Transitioning to Toddler Foods
There are some foods to avoid before a baby hits the 1-year mark. According to Shapiro, these foods are:
–Milk (other dairy products are okay)
–Honey (which carries of a risk of botulism, a foodborne illness)
–Choking hazards: popcorn, chunks of raw fruits, raw vegetables, hot dogs, grapes, olives, meats. If it can fit through a toilet paper roll and doesn’t break down easily, it’s a risk.
After one year, you can start introducing your toddler to more foods and textures. Nutritionist Sarah Bester says, “There is no such thing [as a baby-friendly food]! If I’m eating it, she can eat it.”
Try some of these toddler-friendly foods:
Rachel Beller, a registered dietician, recommends giving toddlers blueberries.
Blueberries are a superfood packed with antioxidants and are a great way to satisfy and toddler’s sweet tooth without giving them a sugary dessert. They can be served for breakfast in smoothies or oatmeal or for lunch and dinner as a side or in a salad.
Beller also recommends soy foods like tofu for toddlers.
“Whole soy foods are an excellent source of lean protein and have potent anti-cancer benefits. Tofu is great for young girls because it has a protective effect as their bodies and breast tissue are developing—which lasts into adulthood.”
Dietitian Cassie says, “Smoothies are another kid-friendly option that you can jam pack full of nutrition, and they can be portable too! Make one of these, dump it into your kid’s cup (instead of juice!) and take it to-go!
“I recommend blending some carbohydrate (half of fresh or frozen banana or berries and half cup of spinach!) and healthy fat (1-2 tablespoons peanut butter to complement that banana or half an avocado blends in very nicely) and half a scoop (equivalent to about 10 grams of protein) of natural whey protein powder.”
For Picky Eaters
Babies and toddlers are notoriously picky eaters, but there are some tips and tricks you can try to get your kids to eat a variety of foods.

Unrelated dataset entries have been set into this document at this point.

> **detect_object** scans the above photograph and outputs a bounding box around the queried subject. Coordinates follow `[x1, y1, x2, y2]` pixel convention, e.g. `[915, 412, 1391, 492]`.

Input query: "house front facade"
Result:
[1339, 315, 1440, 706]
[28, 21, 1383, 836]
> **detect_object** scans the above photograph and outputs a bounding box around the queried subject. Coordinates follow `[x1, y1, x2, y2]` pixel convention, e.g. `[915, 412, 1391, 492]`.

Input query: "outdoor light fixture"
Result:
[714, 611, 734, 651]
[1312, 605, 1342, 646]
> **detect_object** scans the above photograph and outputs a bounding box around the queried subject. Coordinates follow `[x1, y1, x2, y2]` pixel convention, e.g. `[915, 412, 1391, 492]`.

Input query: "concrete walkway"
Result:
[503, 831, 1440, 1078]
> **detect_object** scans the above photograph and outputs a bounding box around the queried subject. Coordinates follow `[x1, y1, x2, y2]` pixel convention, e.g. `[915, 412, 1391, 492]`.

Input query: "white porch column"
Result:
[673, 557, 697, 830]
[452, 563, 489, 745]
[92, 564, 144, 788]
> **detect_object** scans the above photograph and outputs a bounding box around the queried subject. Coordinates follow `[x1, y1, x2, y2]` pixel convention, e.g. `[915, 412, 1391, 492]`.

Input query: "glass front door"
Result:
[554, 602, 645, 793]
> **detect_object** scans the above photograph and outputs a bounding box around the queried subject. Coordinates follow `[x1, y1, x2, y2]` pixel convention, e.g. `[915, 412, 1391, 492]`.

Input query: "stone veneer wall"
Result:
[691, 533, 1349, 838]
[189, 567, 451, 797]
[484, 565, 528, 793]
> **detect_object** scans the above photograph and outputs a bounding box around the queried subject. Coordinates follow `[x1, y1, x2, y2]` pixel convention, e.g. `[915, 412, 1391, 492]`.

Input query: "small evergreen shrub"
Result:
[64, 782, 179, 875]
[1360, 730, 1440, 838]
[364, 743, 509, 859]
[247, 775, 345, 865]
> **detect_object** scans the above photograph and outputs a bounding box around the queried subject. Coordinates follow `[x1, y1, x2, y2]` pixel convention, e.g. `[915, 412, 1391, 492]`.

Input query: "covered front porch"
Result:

If you’re just introducing your baby to new foods, and they continue to turn their heads or cry during mealtime, don’t force them to try solids, the Academy of Nutrition and Dietetics advises. Instead, go back to the bottle or breast for a few days and then give solids another go.
For picky toddlers, you can try hiding healthy veggies in other meals, like sneaking broccoli into pasta sauce or green veggies into a sweet smoothie. Check out this easy recipe for sneaky veggie mac n’ cheese!
Dietitians recommend these foods to tempt your picky eater:
Hummus and Other Dips
Sticking food into creamy dips is a fun way for both kids and adults to snack. Kids especially might warm to vegetables if they get to dip them in a flavorful (but still healthy!) spread.
“My girls struggle with eating vegetables, so we rely on dips like hummus, guacamole, and even ranch and ketchup to encourage them to eat more veggies,” says registered dietitian Holley Grainger. “With dips, they’ll eat carrots, cucumbers, butter lettuce, canned green beans, and broccoli.”
One way to get your threenager to eat snacks they might not otherwise touch is to serve it in creative ways.
Instead of boring apple slices, try making your toddler an apple sandwich with nut butter instead. Simply slice the apple into rings, spread on your favorite nut butter, and sprinkle with granola or raisins before placing another apple slice on top.
Hold on…pizza? Yes, if your kid loves pizza (and what kid doesn’t?), serve up a healthier version for picky eaters to ensure they get their nutrients in. Use a whole-grain English muffin for the crust and top with turkey pepperoni and pasta sauce. Gisela Bouvier suggests a homemade sauce packed with pureed veggies.
When her daughter refused veggies at mealtimes, Bouvier said, “As her mother and dietitian, this was very concerning to me. Although I continue to introduce vegetables to her, hoping that she will eat them again, I find ways to hide them as well to ensure she gets the nutrients she needs. Smoothies and pasta sauces have been the greatest hits.”